Remember, these critical assessment videos are quite entertaining and will teach you some things you may not know about artists you may need to write about of study deeper on, say before an interview (Cliff's Notes, cough, hint hint) — and again, more and more, people truly behind the scenes of the decisions made by the artists while recording their albums are more prominently featured. Bones Howe, for example, was always a mysterious figure to me, as I hadn't bothered to look at the other album jackets in my collection of music he'd also produced, imagining him to be a scary Hollywood noir mentor to Waits alone. (Turns out he was a friend of the Wrecking Crew, the super session musicians who made most of the music on landmarks like "Pet Sounds" or "Mrs. Robinson" and rarely got credited for it; see the documentary from SIFF on them when it gets distribution.) Howe admits when Waits started striving for his early 80s "junkyard soundtrack" style (openly starting to borrow from Harry Partch, Captain Beefheart, and Kurt Weill), leaving behind his more melodic cinematic soundscapes and piano it was time for him to go. This was because of Kathleen Brennan, whom Waits had met during the making of "One From The Heart," the last album (and actual soundtrack) in his original style (and a wonderful parting of the ways with Howe; songs like "Broken Bicycles" could be on anything he's released since). They became passionate partners and collaborators, apparently saving Waits' life in more ways than one.

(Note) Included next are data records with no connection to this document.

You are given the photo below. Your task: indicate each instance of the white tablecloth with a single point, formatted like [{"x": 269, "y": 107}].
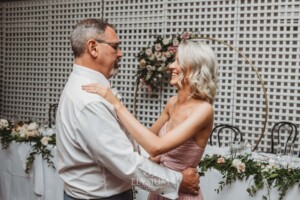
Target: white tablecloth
[
  {"x": 235, "y": 191},
  {"x": 43, "y": 182}
]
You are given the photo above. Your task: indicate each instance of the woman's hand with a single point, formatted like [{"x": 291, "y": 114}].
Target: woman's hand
[
  {"x": 103, "y": 91},
  {"x": 155, "y": 159}
]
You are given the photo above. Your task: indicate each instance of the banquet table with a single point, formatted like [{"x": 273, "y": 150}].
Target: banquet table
[
  {"x": 235, "y": 191},
  {"x": 43, "y": 182}
]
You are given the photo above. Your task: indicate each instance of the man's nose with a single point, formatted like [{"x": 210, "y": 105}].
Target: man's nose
[
  {"x": 120, "y": 53},
  {"x": 172, "y": 66}
]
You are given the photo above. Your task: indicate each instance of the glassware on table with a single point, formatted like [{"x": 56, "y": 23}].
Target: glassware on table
[
  {"x": 290, "y": 147},
  {"x": 234, "y": 148},
  {"x": 280, "y": 156}
]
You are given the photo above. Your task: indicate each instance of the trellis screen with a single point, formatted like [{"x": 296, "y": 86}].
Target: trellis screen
[{"x": 36, "y": 57}]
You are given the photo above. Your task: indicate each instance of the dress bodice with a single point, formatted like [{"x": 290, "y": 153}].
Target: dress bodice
[{"x": 186, "y": 155}]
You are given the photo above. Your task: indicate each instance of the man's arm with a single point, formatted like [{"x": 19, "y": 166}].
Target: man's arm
[{"x": 103, "y": 140}]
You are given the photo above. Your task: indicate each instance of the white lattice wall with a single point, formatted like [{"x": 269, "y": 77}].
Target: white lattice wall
[{"x": 36, "y": 57}]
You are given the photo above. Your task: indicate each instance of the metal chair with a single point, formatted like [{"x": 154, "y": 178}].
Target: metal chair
[
  {"x": 52, "y": 114},
  {"x": 220, "y": 127},
  {"x": 279, "y": 126}
]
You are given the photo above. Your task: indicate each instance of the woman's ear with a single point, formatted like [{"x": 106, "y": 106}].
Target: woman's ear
[{"x": 91, "y": 48}]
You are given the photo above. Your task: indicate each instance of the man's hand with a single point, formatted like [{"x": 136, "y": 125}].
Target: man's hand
[{"x": 190, "y": 181}]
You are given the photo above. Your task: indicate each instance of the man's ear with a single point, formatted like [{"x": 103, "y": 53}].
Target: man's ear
[{"x": 91, "y": 48}]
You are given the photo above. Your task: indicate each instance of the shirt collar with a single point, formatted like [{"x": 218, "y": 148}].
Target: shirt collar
[{"x": 92, "y": 74}]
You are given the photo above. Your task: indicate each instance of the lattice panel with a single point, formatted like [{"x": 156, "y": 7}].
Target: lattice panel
[
  {"x": 136, "y": 23},
  {"x": 214, "y": 19},
  {"x": 1, "y": 58},
  {"x": 25, "y": 55},
  {"x": 269, "y": 35},
  {"x": 37, "y": 59}
]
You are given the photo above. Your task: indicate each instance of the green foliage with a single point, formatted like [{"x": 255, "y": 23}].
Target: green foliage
[
  {"x": 155, "y": 59},
  {"x": 261, "y": 174},
  {"x": 27, "y": 132}
]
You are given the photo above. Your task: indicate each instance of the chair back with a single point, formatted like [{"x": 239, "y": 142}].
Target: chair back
[
  {"x": 221, "y": 127},
  {"x": 282, "y": 126}
]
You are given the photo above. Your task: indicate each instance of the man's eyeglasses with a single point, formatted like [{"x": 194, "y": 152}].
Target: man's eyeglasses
[{"x": 115, "y": 46}]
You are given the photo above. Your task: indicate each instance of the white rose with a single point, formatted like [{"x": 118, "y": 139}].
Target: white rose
[
  {"x": 163, "y": 59},
  {"x": 3, "y": 123},
  {"x": 157, "y": 54},
  {"x": 143, "y": 63},
  {"x": 148, "y": 52},
  {"x": 166, "y": 41},
  {"x": 33, "y": 126},
  {"x": 175, "y": 42},
  {"x": 239, "y": 165},
  {"x": 32, "y": 133},
  {"x": 45, "y": 140},
  {"x": 23, "y": 130},
  {"x": 157, "y": 47},
  {"x": 148, "y": 67},
  {"x": 152, "y": 57},
  {"x": 160, "y": 69}
]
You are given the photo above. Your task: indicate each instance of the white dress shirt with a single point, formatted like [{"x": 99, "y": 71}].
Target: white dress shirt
[{"x": 95, "y": 156}]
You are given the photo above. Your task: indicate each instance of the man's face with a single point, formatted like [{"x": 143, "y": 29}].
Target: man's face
[{"x": 109, "y": 54}]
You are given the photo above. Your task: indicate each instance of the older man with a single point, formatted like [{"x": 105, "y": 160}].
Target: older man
[{"x": 96, "y": 159}]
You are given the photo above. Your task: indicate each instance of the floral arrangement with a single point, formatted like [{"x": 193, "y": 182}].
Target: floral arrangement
[
  {"x": 243, "y": 167},
  {"x": 155, "y": 59},
  {"x": 28, "y": 132}
]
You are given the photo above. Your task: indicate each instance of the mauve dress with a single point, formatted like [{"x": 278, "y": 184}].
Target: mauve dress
[{"x": 187, "y": 155}]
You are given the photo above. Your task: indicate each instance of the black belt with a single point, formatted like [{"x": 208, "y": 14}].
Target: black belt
[{"x": 126, "y": 195}]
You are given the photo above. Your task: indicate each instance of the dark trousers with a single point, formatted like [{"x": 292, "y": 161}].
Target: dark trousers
[{"x": 127, "y": 195}]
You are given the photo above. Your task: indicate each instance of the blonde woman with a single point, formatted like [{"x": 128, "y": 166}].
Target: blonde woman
[{"x": 178, "y": 138}]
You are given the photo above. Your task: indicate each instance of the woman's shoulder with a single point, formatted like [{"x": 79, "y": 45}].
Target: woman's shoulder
[
  {"x": 203, "y": 106},
  {"x": 172, "y": 101}
]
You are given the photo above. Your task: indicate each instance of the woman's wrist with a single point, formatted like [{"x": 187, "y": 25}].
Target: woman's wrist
[{"x": 118, "y": 106}]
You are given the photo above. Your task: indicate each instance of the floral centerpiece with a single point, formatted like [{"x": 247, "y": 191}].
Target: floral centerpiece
[
  {"x": 27, "y": 132},
  {"x": 155, "y": 59},
  {"x": 244, "y": 167}
]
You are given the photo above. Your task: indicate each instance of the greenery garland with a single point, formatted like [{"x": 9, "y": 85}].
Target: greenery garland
[
  {"x": 27, "y": 132},
  {"x": 155, "y": 59},
  {"x": 244, "y": 167}
]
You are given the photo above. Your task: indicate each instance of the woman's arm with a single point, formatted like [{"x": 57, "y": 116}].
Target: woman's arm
[
  {"x": 153, "y": 144},
  {"x": 164, "y": 116}
]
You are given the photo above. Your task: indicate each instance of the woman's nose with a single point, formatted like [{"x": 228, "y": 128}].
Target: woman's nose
[{"x": 172, "y": 66}]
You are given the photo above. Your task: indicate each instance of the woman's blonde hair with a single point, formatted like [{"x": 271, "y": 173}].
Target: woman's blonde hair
[{"x": 201, "y": 61}]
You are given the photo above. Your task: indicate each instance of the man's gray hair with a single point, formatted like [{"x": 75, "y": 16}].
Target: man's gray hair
[{"x": 84, "y": 30}]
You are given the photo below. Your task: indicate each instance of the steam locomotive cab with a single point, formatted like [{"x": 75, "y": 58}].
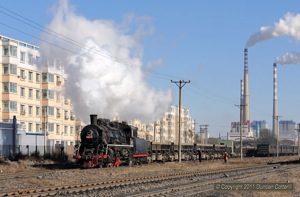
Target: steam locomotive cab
[{"x": 105, "y": 143}]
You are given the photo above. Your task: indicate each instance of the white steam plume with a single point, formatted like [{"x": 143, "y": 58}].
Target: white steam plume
[
  {"x": 100, "y": 81},
  {"x": 288, "y": 26},
  {"x": 289, "y": 58}
]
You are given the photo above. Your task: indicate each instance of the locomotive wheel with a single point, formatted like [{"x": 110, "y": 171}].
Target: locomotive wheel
[{"x": 110, "y": 165}]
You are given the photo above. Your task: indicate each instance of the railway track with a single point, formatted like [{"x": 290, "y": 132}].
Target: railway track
[
  {"x": 197, "y": 189},
  {"x": 150, "y": 186}
]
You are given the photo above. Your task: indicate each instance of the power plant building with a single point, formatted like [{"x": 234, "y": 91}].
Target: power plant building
[
  {"x": 166, "y": 128},
  {"x": 287, "y": 130}
]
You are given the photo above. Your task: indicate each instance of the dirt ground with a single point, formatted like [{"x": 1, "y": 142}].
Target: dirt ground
[{"x": 59, "y": 177}]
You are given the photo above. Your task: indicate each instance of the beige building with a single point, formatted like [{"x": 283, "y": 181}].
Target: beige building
[
  {"x": 166, "y": 128},
  {"x": 34, "y": 93}
]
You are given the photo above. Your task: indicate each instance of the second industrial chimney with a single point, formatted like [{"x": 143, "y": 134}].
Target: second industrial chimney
[
  {"x": 246, "y": 104},
  {"x": 275, "y": 104}
]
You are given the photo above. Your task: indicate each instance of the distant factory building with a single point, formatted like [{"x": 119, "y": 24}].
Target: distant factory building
[
  {"x": 235, "y": 131},
  {"x": 257, "y": 126},
  {"x": 287, "y": 130},
  {"x": 165, "y": 129}
]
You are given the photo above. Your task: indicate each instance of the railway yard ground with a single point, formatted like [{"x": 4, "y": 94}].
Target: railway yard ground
[{"x": 26, "y": 176}]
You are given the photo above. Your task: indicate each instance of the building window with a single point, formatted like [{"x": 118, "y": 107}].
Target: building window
[
  {"x": 30, "y": 78},
  {"x": 48, "y": 77},
  {"x": 38, "y": 94},
  {"x": 22, "y": 56},
  {"x": 57, "y": 129},
  {"x": 48, "y": 111},
  {"x": 50, "y": 127},
  {"x": 6, "y": 69},
  {"x": 66, "y": 130},
  {"x": 37, "y": 76},
  {"x": 30, "y": 93},
  {"x": 13, "y": 51},
  {"x": 48, "y": 94},
  {"x": 37, "y": 111},
  {"x": 6, "y": 50},
  {"x": 57, "y": 96},
  {"x": 45, "y": 77},
  {"x": 30, "y": 127},
  {"x": 9, "y": 106},
  {"x": 30, "y": 110},
  {"x": 22, "y": 92},
  {"x": 58, "y": 112},
  {"x": 10, "y": 50},
  {"x": 30, "y": 59},
  {"x": 22, "y": 74},
  {"x": 9, "y": 69},
  {"x": 37, "y": 127},
  {"x": 9, "y": 87},
  {"x": 66, "y": 115},
  {"x": 22, "y": 108}
]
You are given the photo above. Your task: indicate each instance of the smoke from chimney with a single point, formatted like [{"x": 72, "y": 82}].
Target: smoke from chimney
[
  {"x": 99, "y": 83},
  {"x": 288, "y": 26},
  {"x": 289, "y": 58}
]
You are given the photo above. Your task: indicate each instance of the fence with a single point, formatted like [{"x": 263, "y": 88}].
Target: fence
[{"x": 55, "y": 152}]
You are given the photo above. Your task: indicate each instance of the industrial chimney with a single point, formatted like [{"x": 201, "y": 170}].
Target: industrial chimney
[
  {"x": 246, "y": 112},
  {"x": 275, "y": 104}
]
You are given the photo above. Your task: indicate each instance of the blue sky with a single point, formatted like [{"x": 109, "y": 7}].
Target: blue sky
[{"x": 201, "y": 41}]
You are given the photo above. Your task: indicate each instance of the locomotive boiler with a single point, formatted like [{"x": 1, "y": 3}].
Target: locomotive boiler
[{"x": 110, "y": 143}]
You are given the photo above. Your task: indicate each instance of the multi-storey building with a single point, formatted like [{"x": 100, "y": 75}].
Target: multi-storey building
[
  {"x": 287, "y": 130},
  {"x": 235, "y": 131},
  {"x": 166, "y": 128},
  {"x": 257, "y": 126},
  {"x": 34, "y": 93}
]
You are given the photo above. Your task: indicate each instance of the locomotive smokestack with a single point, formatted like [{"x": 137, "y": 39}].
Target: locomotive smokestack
[
  {"x": 275, "y": 104},
  {"x": 93, "y": 119},
  {"x": 246, "y": 112}
]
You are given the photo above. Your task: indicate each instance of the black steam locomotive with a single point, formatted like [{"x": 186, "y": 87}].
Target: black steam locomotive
[{"x": 108, "y": 143}]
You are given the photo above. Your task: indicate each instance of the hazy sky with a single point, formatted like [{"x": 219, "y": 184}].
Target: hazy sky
[{"x": 141, "y": 45}]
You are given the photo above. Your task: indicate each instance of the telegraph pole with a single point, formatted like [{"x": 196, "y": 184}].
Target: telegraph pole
[
  {"x": 195, "y": 138},
  {"x": 203, "y": 129},
  {"x": 298, "y": 131},
  {"x": 241, "y": 130},
  {"x": 180, "y": 84}
]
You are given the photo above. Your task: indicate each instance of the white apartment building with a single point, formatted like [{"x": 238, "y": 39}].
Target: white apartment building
[{"x": 34, "y": 93}]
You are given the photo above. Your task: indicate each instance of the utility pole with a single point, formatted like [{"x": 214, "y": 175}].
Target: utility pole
[
  {"x": 277, "y": 134},
  {"x": 195, "y": 131},
  {"x": 180, "y": 84},
  {"x": 45, "y": 128},
  {"x": 203, "y": 129},
  {"x": 298, "y": 131},
  {"x": 241, "y": 129},
  {"x": 155, "y": 124}
]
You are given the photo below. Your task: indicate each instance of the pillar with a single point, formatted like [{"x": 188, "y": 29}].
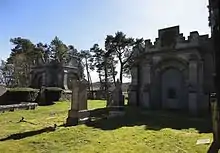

OK, much of this may already be known by the Waits devotee, but there are little things the "Under Review" does that makes it worth your time: For example, while I owned "Real Gone," Waits' 2004 album that features some very politically pointed (for the first time in his career) material material, I never had time to listen to it. Christgau and other critics tell me exactly what tracks to go for to dig deeper into it though, and now I've been playing "Hoist That Rag" non-stop the past couple of days, and enjoying more of the record than I had any of his since "Bone Machine" in 1994. So whilst the "Under Review" series can tip younger fans into checking out older albums (go get "Swordfishtrombones" and "Rain Dogs" now, kids), it also compels vets to keep checking out what artists who transcend career entropy ae doing, despite interest fatigue. Because a guy like Waits, you don't want to be a sleeping dog around.